For a complete description of Unicode, UTF-8, and UTF-16, see Wiki (UNICODE, UTF-8, UTF-16 ). In simple terms, Unicode defines all the numerical sets (called code point) that can be used to represent characters ). UTF standards such as UTF-8 and UTF-16 define mappings between these values and characters.
UTF-8 advantages
The biggest advantage of UTF-8 is that there is no concept of byte order. Therefore, it is particularly suitable for network data transmission of strings without considering the size of the end.
Disadvantage
If UTF-8 is used during local string processing, there is not much problem with processing English characters. A char variable represents an English character. However, for Chinese and other Far East character sets, it is more difficult. Char STR []; STR [0] cannot fully represent a Chinese character. In UTF-8 encoding format, a Chinese character requires at least three Char to be expressed. This is a very painful task for string operations through subscript.
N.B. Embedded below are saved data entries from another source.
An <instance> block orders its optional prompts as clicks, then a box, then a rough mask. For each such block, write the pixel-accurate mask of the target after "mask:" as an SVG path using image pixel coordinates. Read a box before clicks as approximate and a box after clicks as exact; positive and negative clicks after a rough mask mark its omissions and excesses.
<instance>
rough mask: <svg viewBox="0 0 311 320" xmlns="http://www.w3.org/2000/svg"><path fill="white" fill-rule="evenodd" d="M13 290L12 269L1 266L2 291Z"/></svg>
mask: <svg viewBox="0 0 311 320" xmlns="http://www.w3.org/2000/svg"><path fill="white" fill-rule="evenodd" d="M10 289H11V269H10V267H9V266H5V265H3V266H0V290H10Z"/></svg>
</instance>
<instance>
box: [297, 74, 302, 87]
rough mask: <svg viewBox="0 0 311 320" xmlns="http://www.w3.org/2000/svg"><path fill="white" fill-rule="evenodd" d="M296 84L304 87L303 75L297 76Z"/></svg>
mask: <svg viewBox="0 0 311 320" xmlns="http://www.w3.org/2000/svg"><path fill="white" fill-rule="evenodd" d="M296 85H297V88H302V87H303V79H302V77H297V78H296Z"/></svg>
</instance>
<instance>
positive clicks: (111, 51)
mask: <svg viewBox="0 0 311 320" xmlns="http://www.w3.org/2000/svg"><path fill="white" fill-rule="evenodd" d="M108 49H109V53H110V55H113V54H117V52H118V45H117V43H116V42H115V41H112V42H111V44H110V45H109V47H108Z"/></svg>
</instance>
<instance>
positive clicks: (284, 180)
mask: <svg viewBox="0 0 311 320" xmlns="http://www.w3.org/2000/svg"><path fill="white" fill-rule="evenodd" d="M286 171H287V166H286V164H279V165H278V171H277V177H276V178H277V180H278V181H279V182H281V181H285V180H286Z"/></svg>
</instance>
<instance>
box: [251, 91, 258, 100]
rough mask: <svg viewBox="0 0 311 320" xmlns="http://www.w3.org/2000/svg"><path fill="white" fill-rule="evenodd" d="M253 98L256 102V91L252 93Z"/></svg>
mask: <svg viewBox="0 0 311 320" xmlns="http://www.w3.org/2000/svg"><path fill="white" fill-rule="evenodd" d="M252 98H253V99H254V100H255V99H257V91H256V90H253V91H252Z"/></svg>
In addition, a Chinese character must contain at least three char characters, which also leads to a disadvantage in network transmission and occupies too much traffic.
UTF-16 advantages
UTF-16 Le is the default Unicode encoding method on Windows, represented by wchar_t. All wchar_t * types of strings (including hard-coded strings in. h /. CPP string literal), VC are automatically using UTF-16 encoding (String Literal Value, literal string, there are many pitfalls. In particular, for the char * type literal value, the final memory encoding method depends entirely on the current file encoding method. That is to say, if the current file is GBK encoded, the char * STR = "Noon" in the file, and the memory string binary indicated by STR is encoded using GBK. If the file encoding is a UTF-8, the memory uses UTF-8 encoding. So why should we always emphasize that strings should be placed in the resource file, rather than hard-coded in the. h/. cpp file !).
Another advantage of UTF-16 is that common characters can be expressed in two bytes, that is, a wchar_t (here refers to the Windows platform ). Therefore, on Windows, wchar_t is especially suitable for string storage. A wchar_t represents a character. Easy to use.
Disadvantage
There is no unified character type that represents UTF-16 encoding. The definition of wchar_t in C ++ 98/03 is very broad. As a result, wchar_t is 2 bytes in windows and 4 bytes in Unix-like systems. There may be challenges in code porting (I haven't transplanted it, so I'm not sure what the difficulty will be, and how difficult it will be ).
Even though char16_t has been defined in the latest C ++ 11 to indicate UTF-16, Ms vs2013 does not support char16_t. Therefore, char16_t is currently not portable.
As far as I know, UTF-16 encoding and GBK encoding, there is a Sort disadvantage. That is to say, if you want to sort Chinese Characters in alphabetical order of Chinese pinyin, GBK will get the correct results, and UTF-16 will not work (for now I have not such a demand, so I have not verified, but it seems that I am about to meet this requirement. I will verify it later ).
UTF-16 encoding string network transmission, to consider the size of the end of the problem.
UTF-32 advantages
This advantage is obvious. All characters are 4 bytes, with a fix-length. A wchar_t (Unix-like system) represents a character.
Disadvantage
For English strings, space consumption is high.
Faced with the same problems as the UTF-16 above. Consistency, sorting, and network transmission. Char32_t vs2013 is not supported yet (even vs 14 CPT is not intended to support it ).
Summary
UTF-8 is best suited for encoding formats transmitted over string networks. The UTF-16 is most suitable for encoding as a local string. If the network transmission protocol is defined, the UTF-16 is also very suitable as the network string transmission encoding format, especially Chinese and other Far East character set. Save traffic compared to UTF-8. UTF-32 no special hobby or demand, temporarily not used.